Alfred entendit quelques pas précipités puis un claquement de porte que l'on refermait. Enfin, avec l'impression que sa colonne vertébrale allait se rompre, il tourna la tête à gauche.
Ce fut comme se contempler dans un miroir avec vingt années de plus. Alfred ouvrit la bouche et la ferma sans succès. Puis il parvint à articuler :
- Papa ? Comment ça se fait...
- Tu es aux urgences, tout comme moi ! répondit l'homme à demi enveloppé de plâtre qui reposait dans le lit voisin. On m'a dit que des joggeurs t'avaient trouvé inconscient sur la plage d'Algatia. Selon les rapports, le sous-marin dans lequel tu te trouvais a été complètement détruit, il n'en reste que des débris. C'est miraculeux que tu en aies réchappé.
- Et les hommes qui m'accompagnaient ? demanda Alfred en sentant un nœud serrer sa gorge.

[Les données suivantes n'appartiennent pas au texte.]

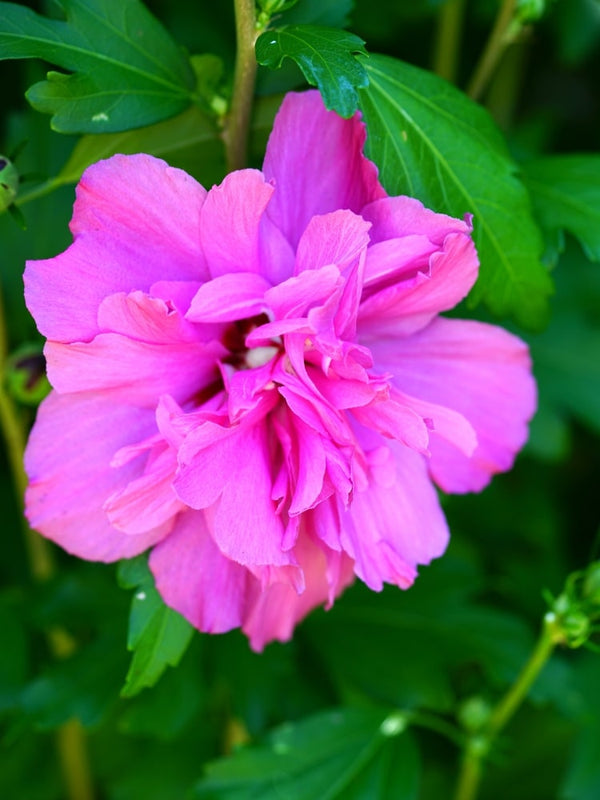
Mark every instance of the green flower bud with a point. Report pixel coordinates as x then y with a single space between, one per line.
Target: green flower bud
26 375
474 714
591 584
576 628
530 10
9 182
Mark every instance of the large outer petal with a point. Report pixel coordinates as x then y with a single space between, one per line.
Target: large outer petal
315 159
273 613
406 306
68 462
394 525
194 577
155 352
405 216
136 221
479 370
230 223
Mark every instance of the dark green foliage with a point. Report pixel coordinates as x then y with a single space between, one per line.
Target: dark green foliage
127 71
158 636
327 58
414 118
347 753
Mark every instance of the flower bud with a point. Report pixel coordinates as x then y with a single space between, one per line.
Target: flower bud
9 182
26 375
474 714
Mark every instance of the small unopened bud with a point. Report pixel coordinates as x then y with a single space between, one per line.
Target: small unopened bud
9 182
530 10
474 714
591 584
576 628
26 375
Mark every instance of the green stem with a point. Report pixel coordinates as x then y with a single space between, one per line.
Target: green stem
479 744
549 637
237 125
448 39
70 737
503 33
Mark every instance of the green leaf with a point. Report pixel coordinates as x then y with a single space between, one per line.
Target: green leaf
332 13
127 71
350 754
431 142
327 58
582 779
565 356
364 640
565 191
158 635
84 686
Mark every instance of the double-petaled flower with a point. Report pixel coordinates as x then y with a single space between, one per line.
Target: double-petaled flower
254 381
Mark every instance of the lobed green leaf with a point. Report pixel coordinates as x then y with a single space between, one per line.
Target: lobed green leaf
158 635
327 58
565 192
126 69
431 142
344 754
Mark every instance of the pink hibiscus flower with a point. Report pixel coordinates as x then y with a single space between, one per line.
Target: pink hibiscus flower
255 383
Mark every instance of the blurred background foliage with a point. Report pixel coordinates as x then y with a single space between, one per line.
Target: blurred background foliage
443 650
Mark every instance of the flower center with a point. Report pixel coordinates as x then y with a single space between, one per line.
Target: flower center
242 357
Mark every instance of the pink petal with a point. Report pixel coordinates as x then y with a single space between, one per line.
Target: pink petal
404 216
390 529
338 238
315 159
478 370
68 460
234 473
194 578
256 536
148 501
295 296
229 297
274 613
403 308
397 259
136 217
230 222
131 371
155 352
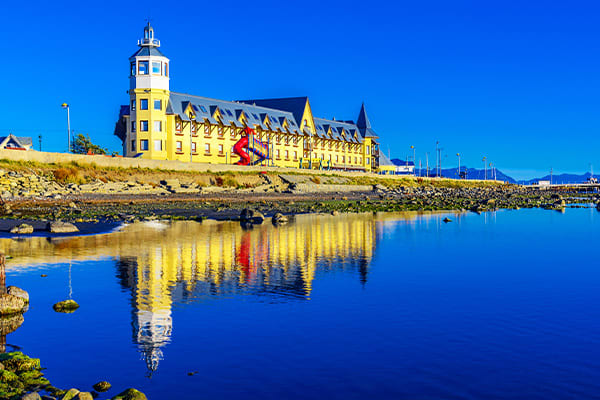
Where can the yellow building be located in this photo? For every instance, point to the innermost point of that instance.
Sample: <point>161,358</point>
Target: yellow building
<point>163,125</point>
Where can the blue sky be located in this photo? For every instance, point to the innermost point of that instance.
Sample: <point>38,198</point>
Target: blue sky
<point>514,81</point>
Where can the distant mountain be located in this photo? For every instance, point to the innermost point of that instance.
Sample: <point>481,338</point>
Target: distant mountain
<point>560,179</point>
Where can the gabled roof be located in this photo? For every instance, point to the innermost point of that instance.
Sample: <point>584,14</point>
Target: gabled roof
<point>363,123</point>
<point>294,105</point>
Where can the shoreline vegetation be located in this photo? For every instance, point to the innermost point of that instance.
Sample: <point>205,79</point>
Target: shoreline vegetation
<point>69,198</point>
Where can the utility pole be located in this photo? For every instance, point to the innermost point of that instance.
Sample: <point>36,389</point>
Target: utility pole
<point>65,105</point>
<point>484,169</point>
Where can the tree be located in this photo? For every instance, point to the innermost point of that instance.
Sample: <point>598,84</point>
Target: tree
<point>82,144</point>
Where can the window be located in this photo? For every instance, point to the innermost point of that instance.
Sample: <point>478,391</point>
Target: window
<point>143,68</point>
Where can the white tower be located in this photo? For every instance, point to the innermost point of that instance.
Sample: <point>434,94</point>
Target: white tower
<point>149,96</point>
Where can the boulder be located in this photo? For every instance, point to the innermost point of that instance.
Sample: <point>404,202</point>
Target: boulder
<point>31,396</point>
<point>22,229</point>
<point>252,216</point>
<point>15,291</point>
<point>66,306</point>
<point>11,304</point>
<point>70,394</point>
<point>61,227</point>
<point>102,386</point>
<point>130,394</point>
<point>279,219</point>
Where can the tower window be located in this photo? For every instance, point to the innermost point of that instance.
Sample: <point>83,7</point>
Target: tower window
<point>143,68</point>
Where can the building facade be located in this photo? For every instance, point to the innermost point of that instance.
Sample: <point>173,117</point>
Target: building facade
<point>163,125</point>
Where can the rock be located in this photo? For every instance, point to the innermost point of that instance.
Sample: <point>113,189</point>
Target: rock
<point>83,396</point>
<point>10,323</point>
<point>22,229</point>
<point>70,394</point>
<point>31,396</point>
<point>66,306</point>
<point>252,216</point>
<point>15,291</point>
<point>130,394</point>
<point>102,386</point>
<point>279,219</point>
<point>11,304</point>
<point>61,227</point>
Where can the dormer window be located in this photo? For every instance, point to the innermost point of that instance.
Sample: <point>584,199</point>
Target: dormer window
<point>143,68</point>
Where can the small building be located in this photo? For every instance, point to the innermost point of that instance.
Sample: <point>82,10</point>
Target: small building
<point>12,142</point>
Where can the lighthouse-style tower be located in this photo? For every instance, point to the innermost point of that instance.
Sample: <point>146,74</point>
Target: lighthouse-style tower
<point>149,96</point>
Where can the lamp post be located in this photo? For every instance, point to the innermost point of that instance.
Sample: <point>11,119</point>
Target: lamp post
<point>65,105</point>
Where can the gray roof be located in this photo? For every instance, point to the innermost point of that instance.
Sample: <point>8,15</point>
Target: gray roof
<point>147,51</point>
<point>294,105</point>
<point>230,111</point>
<point>364,124</point>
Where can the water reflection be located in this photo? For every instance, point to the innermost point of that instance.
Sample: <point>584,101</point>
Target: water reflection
<point>162,264</point>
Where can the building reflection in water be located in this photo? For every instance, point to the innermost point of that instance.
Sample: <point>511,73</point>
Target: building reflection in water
<point>166,263</point>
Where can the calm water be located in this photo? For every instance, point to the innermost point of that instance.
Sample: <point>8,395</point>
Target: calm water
<point>501,305</point>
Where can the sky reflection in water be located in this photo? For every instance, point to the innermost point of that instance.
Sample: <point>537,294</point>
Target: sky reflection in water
<point>498,305</point>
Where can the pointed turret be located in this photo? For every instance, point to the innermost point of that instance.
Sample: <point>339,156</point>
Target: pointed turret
<point>363,123</point>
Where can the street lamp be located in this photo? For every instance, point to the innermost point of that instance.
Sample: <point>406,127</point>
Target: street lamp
<point>484,169</point>
<point>65,105</point>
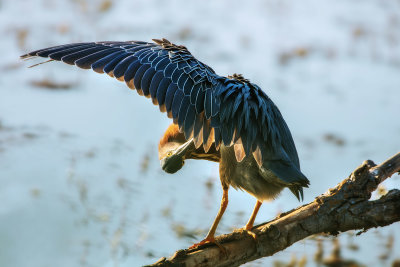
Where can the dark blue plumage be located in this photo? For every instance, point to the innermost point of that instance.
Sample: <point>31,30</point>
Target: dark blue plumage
<point>212,108</point>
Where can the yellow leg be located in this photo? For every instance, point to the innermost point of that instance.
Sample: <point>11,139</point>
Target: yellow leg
<point>250,223</point>
<point>210,238</point>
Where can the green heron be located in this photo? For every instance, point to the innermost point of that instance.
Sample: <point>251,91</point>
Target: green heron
<point>223,119</point>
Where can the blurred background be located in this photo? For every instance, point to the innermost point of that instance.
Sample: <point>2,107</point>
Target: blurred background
<point>80,176</point>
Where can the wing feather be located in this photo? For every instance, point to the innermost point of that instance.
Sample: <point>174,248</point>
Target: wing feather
<point>212,108</point>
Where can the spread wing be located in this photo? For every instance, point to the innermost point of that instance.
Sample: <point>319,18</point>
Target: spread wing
<point>208,107</point>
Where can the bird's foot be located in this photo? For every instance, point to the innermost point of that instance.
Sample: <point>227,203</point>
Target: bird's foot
<point>209,240</point>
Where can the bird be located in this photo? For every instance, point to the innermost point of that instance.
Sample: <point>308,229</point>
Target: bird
<point>224,119</point>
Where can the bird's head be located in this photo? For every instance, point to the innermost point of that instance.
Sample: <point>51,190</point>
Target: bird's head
<point>172,149</point>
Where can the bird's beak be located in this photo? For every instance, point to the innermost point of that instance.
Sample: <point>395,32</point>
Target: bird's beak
<point>181,150</point>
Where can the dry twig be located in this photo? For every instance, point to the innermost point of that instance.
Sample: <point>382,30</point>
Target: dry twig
<point>345,207</point>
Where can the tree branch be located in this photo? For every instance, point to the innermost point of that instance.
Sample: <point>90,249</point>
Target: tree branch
<point>345,207</point>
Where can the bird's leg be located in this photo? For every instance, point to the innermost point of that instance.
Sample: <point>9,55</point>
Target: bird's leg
<point>210,238</point>
<point>249,224</point>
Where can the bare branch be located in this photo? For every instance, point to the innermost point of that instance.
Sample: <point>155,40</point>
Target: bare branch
<point>345,207</point>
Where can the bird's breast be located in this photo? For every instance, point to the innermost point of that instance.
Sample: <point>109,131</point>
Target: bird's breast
<point>246,175</point>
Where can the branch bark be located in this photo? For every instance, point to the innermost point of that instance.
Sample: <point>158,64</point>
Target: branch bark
<point>344,207</point>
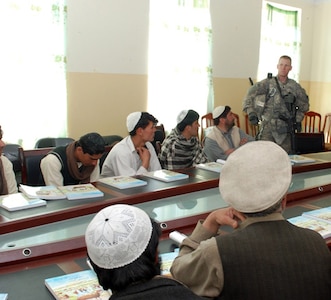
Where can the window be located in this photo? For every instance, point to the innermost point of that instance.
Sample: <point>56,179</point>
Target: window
<point>33,70</point>
<point>180,72</point>
<point>280,35</point>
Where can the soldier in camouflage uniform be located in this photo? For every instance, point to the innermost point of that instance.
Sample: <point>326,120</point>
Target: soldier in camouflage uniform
<point>277,105</point>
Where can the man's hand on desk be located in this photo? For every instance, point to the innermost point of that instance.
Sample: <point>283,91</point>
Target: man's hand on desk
<point>224,216</point>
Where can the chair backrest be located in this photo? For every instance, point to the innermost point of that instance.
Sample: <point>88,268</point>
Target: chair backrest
<point>306,142</point>
<point>327,128</point>
<point>311,122</point>
<point>251,129</point>
<point>159,137</point>
<point>30,163</point>
<point>53,142</point>
<point>11,152</point>
<point>206,121</point>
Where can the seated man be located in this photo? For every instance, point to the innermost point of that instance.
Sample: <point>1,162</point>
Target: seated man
<point>135,154</point>
<point>122,246</point>
<point>76,163</point>
<point>181,148</point>
<point>8,184</point>
<point>223,138</point>
<point>265,257</point>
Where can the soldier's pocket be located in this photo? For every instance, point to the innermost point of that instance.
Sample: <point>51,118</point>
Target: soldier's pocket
<point>279,126</point>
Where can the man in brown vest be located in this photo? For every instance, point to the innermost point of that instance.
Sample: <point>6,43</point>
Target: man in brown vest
<point>265,257</point>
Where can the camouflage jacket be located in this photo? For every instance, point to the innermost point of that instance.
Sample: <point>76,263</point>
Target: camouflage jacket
<point>277,105</point>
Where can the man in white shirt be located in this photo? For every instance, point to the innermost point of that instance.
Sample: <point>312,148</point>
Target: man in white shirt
<point>135,154</point>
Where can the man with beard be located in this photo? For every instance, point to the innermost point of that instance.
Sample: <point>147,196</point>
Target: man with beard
<point>224,137</point>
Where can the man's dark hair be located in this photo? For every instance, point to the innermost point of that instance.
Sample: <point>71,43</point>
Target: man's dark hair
<point>222,115</point>
<point>92,143</point>
<point>189,119</point>
<point>142,269</point>
<point>143,122</point>
<point>268,211</point>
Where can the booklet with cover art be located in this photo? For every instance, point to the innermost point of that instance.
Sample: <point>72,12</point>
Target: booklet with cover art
<point>166,175</point>
<point>123,182</point>
<point>78,285</point>
<point>19,201</point>
<point>48,192</point>
<point>320,226</point>
<point>80,191</point>
<point>323,214</point>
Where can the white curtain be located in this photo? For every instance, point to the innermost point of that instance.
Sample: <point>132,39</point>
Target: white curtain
<point>280,35</point>
<point>33,70</point>
<point>180,67</point>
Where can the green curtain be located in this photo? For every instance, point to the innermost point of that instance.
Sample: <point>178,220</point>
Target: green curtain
<point>280,35</point>
<point>33,70</point>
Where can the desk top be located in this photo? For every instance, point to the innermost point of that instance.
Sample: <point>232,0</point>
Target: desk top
<point>26,280</point>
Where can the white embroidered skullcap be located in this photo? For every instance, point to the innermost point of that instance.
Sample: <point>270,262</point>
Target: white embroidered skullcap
<point>181,116</point>
<point>132,120</point>
<point>255,176</point>
<point>218,111</point>
<point>118,235</point>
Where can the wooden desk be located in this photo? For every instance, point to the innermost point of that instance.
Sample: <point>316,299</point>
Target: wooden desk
<point>58,228</point>
<point>25,280</point>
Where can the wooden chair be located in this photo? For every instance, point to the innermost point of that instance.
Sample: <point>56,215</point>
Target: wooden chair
<point>327,131</point>
<point>206,121</point>
<point>252,130</point>
<point>311,122</point>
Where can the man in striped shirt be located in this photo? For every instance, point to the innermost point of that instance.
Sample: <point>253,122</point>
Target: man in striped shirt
<point>181,148</point>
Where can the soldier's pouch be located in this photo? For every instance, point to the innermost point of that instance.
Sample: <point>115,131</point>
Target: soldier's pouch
<point>279,126</point>
<point>259,103</point>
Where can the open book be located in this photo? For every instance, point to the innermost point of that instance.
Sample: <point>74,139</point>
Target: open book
<point>166,175</point>
<point>318,220</point>
<point>166,260</point>
<point>19,201</point>
<point>78,285</point>
<point>210,166</point>
<point>122,182</point>
<point>48,192</point>
<point>80,191</point>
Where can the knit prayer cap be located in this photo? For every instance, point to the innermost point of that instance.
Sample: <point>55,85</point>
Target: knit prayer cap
<point>118,235</point>
<point>186,117</point>
<point>218,111</point>
<point>132,120</point>
<point>255,176</point>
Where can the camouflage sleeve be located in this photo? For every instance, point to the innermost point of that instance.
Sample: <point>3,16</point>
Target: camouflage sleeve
<point>302,101</point>
<point>259,88</point>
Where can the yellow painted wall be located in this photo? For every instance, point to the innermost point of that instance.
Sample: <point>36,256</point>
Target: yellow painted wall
<point>108,58</point>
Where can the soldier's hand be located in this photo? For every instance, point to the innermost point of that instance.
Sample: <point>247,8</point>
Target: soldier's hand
<point>253,119</point>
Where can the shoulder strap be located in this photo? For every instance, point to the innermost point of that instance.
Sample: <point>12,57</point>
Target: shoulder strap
<point>279,89</point>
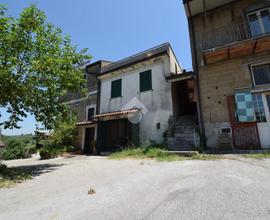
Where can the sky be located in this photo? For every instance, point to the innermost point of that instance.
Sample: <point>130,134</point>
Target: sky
<point>112,30</point>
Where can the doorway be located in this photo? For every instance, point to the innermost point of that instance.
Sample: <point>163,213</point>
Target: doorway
<point>183,97</point>
<point>89,140</point>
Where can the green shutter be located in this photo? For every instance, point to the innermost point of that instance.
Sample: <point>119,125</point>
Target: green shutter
<point>146,81</point>
<point>116,88</point>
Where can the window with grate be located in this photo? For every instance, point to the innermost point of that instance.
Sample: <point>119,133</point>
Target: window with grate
<point>259,108</point>
<point>116,88</point>
<point>90,113</point>
<point>259,22</point>
<point>146,81</point>
<point>261,74</point>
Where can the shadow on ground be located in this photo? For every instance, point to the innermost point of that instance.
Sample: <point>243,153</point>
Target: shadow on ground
<point>39,169</point>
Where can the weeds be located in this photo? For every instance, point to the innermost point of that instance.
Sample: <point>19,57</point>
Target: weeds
<point>11,176</point>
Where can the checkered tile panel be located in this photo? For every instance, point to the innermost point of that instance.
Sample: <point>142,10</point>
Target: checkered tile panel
<point>245,109</point>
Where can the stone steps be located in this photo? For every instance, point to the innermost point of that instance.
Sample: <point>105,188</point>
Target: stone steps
<point>184,138</point>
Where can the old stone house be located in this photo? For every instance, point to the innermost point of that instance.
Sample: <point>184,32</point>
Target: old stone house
<point>142,98</point>
<point>230,42</point>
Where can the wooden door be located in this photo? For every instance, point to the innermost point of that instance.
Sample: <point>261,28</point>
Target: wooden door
<point>245,134</point>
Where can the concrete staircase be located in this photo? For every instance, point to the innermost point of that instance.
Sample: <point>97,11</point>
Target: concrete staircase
<point>185,136</point>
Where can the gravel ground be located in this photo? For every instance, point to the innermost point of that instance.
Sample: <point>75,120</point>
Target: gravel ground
<point>233,188</point>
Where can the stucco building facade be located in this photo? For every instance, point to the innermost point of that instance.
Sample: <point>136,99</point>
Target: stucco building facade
<point>231,55</point>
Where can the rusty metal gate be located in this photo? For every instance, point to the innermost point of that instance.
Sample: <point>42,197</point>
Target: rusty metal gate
<point>245,134</point>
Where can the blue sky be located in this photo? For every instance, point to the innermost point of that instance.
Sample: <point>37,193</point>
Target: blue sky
<point>113,30</point>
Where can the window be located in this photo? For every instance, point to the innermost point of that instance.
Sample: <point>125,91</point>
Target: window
<point>259,108</point>
<point>259,22</point>
<point>261,74</point>
<point>116,88</point>
<point>146,81</point>
<point>90,113</point>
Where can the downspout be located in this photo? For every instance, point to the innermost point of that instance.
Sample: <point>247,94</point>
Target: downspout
<point>196,70</point>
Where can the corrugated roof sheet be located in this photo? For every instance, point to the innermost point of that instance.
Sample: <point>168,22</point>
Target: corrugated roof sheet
<point>117,113</point>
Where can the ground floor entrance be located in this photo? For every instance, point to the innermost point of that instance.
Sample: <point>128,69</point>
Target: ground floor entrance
<point>254,133</point>
<point>114,135</point>
<point>263,115</point>
<point>183,98</point>
<point>89,141</point>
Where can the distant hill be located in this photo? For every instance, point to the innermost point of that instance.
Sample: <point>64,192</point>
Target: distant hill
<point>25,138</point>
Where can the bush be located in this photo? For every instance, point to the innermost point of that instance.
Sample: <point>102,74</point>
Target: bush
<point>14,150</point>
<point>60,140</point>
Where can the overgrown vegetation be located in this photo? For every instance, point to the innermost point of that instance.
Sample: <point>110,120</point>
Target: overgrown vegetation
<point>61,139</point>
<point>258,156</point>
<point>11,176</point>
<point>18,147</point>
<point>38,66</point>
<point>158,153</point>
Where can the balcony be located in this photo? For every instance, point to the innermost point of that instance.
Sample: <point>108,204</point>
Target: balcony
<point>232,41</point>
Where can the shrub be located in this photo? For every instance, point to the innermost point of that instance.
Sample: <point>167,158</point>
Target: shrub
<point>49,152</point>
<point>14,150</point>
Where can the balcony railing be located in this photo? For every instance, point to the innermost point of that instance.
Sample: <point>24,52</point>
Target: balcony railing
<point>224,35</point>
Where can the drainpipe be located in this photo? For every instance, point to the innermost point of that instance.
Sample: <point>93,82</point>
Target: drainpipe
<point>196,70</point>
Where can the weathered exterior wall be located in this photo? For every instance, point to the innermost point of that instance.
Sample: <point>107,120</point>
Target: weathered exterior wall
<point>79,103</point>
<point>218,18</point>
<point>157,101</point>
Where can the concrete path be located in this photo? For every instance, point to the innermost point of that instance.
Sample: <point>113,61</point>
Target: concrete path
<point>232,188</point>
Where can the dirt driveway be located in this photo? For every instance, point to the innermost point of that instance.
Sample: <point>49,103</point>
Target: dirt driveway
<point>224,189</point>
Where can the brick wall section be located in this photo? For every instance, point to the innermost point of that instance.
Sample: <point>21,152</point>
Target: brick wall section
<point>217,81</point>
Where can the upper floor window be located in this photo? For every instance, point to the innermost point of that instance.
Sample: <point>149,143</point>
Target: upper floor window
<point>146,80</point>
<point>90,113</point>
<point>116,88</point>
<point>259,108</point>
<point>259,22</point>
<point>261,74</point>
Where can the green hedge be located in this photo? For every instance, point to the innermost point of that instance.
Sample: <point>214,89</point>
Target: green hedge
<point>17,150</point>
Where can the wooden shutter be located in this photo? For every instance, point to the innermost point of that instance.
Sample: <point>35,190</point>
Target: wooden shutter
<point>116,88</point>
<point>146,81</point>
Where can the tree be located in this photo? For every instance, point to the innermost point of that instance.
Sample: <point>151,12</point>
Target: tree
<point>38,65</point>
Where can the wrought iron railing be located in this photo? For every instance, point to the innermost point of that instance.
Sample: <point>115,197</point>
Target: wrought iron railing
<point>224,35</point>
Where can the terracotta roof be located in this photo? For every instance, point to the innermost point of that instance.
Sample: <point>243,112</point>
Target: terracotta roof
<point>117,113</point>
<point>108,114</point>
<point>145,55</point>
<point>181,76</point>
<point>85,123</point>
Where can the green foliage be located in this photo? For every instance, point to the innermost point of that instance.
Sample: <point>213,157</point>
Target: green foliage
<point>49,152</point>
<point>159,153</point>
<point>18,147</point>
<point>14,150</point>
<point>38,66</point>
<point>61,139</point>
<point>64,132</point>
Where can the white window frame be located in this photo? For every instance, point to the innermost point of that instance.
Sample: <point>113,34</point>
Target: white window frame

En voyant son père hocher sombrement la tête, il éprouva une peine indicible pour ces malheureux qui avaient accepté de faire le voyage avec lui.
- Aucun n'a survécu. Tu es le plus chanceux de tous.
Un lourd silence tomba entre eux, seulement ponctué par le bip sonore des cardio-fréquenceurs. Au bout d'un long instant de réflexion, le père d'Alfred demanda avec un enthousiasme presque déplacé :
- Alors, toi aussi, il t'a envoyé paître ? Est-ce que tu l'as vu ?
- Oui papa, déclara Alfred sans dissimuler son euphorie soudaine. Je l'ai vu. C'est comme si j'avais contemplé le monde dans son œil. C'était étrange et profond en même temps. Le pire, c'est que je crois que c'est lui qui m'a sauvé. Je ne vois pas d'autre explication. Peut-être que je remettrai ça une fois remis, qui sait...
- Tu serais bien fou de vouloir retenter l'exploit, remarqua son vis-à-vis. Mais dans ce cas, tu serais exactement comme ton cinglé de père, ajouta-t-il en gloussant.
En dépit des contrariétés, Alfred parvint à sourire. Il avait vu le divin, le père de la mer.